# Most efficient grow lights? LEDs?



## littlejohn (Dec 26, 2005)

Since thiers so many experts here on lights and lighting I was hoping you could answer a few questions on growing food with lights. And yes I'm talking about food not herbs for prohit so money does matter 

a) Can a large battery of LED lights put out enough lumens/light to grow crops?
b) Do LEDs put out the right type/wavelength of light for crop growth?
c) Has anyone done any experimentation on useign LEDs for growing plants?
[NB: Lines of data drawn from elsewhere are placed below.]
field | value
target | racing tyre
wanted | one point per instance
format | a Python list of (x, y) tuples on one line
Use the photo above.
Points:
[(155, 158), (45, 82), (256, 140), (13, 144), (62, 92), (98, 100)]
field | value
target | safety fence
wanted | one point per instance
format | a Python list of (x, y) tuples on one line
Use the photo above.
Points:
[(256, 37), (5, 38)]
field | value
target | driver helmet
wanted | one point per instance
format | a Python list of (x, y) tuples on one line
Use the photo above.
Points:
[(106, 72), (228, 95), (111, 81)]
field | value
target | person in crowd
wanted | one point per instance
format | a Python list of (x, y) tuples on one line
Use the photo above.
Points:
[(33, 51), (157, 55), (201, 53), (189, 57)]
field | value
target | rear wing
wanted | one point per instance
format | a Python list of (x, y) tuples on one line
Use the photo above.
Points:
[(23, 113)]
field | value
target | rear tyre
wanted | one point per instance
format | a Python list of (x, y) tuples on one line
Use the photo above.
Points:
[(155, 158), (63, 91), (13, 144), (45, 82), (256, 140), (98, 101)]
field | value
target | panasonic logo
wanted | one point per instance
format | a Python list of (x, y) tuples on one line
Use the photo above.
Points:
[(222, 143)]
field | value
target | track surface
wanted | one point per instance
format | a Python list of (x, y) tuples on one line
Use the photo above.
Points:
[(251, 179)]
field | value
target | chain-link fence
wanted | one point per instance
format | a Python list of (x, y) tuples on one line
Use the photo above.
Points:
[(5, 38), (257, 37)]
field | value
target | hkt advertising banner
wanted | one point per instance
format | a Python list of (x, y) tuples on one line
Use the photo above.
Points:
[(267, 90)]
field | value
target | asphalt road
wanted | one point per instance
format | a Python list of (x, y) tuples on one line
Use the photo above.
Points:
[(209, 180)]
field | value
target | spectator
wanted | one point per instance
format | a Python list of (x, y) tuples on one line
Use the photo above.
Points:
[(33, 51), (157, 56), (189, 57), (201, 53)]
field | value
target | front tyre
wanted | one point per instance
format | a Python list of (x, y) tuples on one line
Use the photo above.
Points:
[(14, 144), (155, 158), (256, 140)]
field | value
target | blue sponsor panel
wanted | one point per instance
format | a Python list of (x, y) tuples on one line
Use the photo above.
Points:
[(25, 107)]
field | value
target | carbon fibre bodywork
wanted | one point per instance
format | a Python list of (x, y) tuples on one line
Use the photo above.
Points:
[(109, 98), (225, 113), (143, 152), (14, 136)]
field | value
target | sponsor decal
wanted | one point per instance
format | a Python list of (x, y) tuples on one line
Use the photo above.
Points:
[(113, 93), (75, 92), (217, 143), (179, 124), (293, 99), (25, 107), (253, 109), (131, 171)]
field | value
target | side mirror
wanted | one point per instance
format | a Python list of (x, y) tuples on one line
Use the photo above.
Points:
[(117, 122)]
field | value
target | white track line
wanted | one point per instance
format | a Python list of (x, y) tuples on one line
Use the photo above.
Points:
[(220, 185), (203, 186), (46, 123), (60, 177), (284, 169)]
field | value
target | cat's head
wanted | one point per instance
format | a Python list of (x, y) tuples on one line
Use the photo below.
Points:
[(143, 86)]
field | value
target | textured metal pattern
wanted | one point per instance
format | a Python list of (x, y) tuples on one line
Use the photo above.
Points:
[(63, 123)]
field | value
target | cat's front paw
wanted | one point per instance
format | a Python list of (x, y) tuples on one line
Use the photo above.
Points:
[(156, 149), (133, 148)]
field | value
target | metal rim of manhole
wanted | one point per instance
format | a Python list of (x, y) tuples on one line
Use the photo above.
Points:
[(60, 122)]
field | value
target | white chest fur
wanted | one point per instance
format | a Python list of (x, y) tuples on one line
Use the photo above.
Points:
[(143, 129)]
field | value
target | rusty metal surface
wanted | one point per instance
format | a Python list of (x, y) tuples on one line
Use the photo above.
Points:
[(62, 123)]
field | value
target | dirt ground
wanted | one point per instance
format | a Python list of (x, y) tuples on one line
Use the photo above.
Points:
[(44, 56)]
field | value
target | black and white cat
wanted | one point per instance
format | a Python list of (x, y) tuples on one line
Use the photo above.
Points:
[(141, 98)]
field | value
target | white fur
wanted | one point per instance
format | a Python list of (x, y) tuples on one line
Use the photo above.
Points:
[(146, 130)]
Obviously if thier is anything on the net about the subject of efficient lighting for plants I'd like to know about it. Also if LEDs dont work well whats the best alternative? I've heard flourecent lights only work well for a short period of time before degradeing so I'm not sure their that great of an alternative for long term use.


----------



## BatteryCharger (Dec 26, 2005)

LEDs will work but not very well. They are less efficient than fluorescents and HID lights. Metal halide and high pressure sodium are the most efficient types of light you can buy, and also produce the best spectrum(s) for growing. Which type you use depends on what you are growing.


----------



## The_LED_Museum (Dec 26, 2005)

Generally speaking, plants require wavelength peaks of 470nm and 630nm for feeding the organism and for flowering, respectively.
This can vary somewhat depending on the type of plant you are attempting to grow, but these are generally accepted as the two wavelength peaks.


----------



## jkuo13 (Dec 28, 2005)

There's another thread about this in the LED forum:

http://candlepowerforums.com/vb/showthread.php?t=101891


LEDs should work fine as growlights. You can even buy led growlights, although the price for larger clusters is probably far more expensive than an equivalent HID growlight setup.
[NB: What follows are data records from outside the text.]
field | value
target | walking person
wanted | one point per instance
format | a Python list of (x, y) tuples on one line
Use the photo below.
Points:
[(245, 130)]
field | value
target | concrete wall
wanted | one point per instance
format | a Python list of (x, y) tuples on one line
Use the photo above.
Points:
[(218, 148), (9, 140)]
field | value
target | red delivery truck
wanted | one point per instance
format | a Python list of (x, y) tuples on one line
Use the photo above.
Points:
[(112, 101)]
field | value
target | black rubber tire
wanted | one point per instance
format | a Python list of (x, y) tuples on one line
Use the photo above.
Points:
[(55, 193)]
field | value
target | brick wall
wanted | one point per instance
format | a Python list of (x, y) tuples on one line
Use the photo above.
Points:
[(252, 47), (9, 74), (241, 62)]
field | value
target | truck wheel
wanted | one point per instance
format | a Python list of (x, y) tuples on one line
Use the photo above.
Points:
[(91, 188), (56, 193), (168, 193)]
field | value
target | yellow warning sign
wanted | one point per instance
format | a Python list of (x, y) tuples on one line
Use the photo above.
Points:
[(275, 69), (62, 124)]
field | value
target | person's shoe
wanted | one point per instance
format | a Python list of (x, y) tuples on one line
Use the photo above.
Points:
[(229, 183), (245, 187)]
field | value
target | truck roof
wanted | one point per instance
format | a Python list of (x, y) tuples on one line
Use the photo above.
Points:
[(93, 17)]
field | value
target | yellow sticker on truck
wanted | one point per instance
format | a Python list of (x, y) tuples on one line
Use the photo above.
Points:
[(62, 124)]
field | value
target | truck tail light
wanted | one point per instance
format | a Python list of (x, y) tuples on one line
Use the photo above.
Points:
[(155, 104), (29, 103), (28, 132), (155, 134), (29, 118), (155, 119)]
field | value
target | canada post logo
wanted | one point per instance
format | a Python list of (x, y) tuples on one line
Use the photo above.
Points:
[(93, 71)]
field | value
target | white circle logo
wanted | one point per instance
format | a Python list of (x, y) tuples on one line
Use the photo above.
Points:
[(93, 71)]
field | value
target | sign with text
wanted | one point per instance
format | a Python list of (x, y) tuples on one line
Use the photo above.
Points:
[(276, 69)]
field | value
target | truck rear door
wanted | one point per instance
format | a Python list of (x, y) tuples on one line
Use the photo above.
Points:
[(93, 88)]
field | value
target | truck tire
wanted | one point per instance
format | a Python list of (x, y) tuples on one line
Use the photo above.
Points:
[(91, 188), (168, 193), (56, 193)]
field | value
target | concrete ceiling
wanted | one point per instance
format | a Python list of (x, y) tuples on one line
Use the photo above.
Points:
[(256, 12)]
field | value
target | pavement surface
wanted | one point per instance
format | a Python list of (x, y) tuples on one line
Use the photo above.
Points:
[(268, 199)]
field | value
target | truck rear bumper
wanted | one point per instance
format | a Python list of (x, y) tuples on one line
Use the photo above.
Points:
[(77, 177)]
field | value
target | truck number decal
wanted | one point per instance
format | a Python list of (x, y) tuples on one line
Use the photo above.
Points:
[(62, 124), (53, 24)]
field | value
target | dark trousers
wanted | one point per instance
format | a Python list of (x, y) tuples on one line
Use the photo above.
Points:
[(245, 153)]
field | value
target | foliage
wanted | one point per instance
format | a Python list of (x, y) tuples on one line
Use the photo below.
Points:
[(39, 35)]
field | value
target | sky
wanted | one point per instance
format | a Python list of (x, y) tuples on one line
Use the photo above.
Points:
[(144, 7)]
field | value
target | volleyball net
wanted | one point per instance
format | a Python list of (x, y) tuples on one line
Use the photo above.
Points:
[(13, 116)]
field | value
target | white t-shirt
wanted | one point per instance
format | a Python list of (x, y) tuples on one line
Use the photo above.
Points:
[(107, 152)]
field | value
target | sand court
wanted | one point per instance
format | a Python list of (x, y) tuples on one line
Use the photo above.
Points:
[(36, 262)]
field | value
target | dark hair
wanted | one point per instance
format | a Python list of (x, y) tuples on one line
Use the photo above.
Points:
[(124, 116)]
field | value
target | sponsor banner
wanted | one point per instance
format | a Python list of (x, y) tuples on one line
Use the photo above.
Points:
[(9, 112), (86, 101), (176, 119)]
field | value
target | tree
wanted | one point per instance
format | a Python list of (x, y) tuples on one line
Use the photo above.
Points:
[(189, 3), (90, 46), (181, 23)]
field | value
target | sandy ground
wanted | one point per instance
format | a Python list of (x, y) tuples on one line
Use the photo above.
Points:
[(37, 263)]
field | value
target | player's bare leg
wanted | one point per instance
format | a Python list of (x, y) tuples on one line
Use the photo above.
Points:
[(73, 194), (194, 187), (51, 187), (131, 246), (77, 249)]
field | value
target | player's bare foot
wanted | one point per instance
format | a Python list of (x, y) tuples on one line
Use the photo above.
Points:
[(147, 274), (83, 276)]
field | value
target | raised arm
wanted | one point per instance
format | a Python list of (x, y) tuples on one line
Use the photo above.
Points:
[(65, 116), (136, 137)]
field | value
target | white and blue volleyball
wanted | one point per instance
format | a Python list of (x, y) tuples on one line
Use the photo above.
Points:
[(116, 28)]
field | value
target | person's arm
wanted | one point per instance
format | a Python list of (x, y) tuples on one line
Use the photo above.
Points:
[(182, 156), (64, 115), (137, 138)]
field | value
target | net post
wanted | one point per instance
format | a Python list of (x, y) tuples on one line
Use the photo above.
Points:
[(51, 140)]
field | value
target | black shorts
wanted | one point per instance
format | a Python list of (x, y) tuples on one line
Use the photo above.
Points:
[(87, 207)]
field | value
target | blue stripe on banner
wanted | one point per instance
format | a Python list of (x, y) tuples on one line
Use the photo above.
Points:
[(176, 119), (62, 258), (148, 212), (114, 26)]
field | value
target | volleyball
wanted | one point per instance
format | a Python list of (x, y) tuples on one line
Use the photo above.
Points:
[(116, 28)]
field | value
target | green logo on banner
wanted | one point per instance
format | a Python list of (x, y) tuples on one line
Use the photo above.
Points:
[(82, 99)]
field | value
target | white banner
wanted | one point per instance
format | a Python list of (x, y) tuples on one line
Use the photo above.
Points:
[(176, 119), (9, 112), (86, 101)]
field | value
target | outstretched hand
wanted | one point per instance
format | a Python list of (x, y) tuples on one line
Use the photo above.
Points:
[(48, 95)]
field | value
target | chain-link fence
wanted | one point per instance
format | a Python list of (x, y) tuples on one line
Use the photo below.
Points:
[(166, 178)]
Just a few random links that I've found reading the forums or just surfing:

http://www.ledtronics.com/ds/plantled/
http://www.growwithleds.com/ledproducts.htm
http://ledgrowlights.com/Growlights.htm
http://www.gotoreviews.com/archives/leds/led-lights-efficient-indoor-growing.html
http://www.gotoreviews.com/archives/hydroponics/red-leds-to-grow-lettuce.html

Personally, I think LEDs should work great for leafy type plants and ornamental flowering plants. I'm not entirely convinced LED growlights are the best choice for heavy fruiting plants though. It's been a long time since I took bio (and slept through the botany lectures...), but I do vaguely remember other wavelengths (besides the typical blue and red needed for chlorophyll) that were used by caretenoid, etc. pigments. It seems to me that having parts of the spectrum missing as with the current generation of LED growlights would result in suboptimal results with plants that utilize other photosynthetic pigments.


----------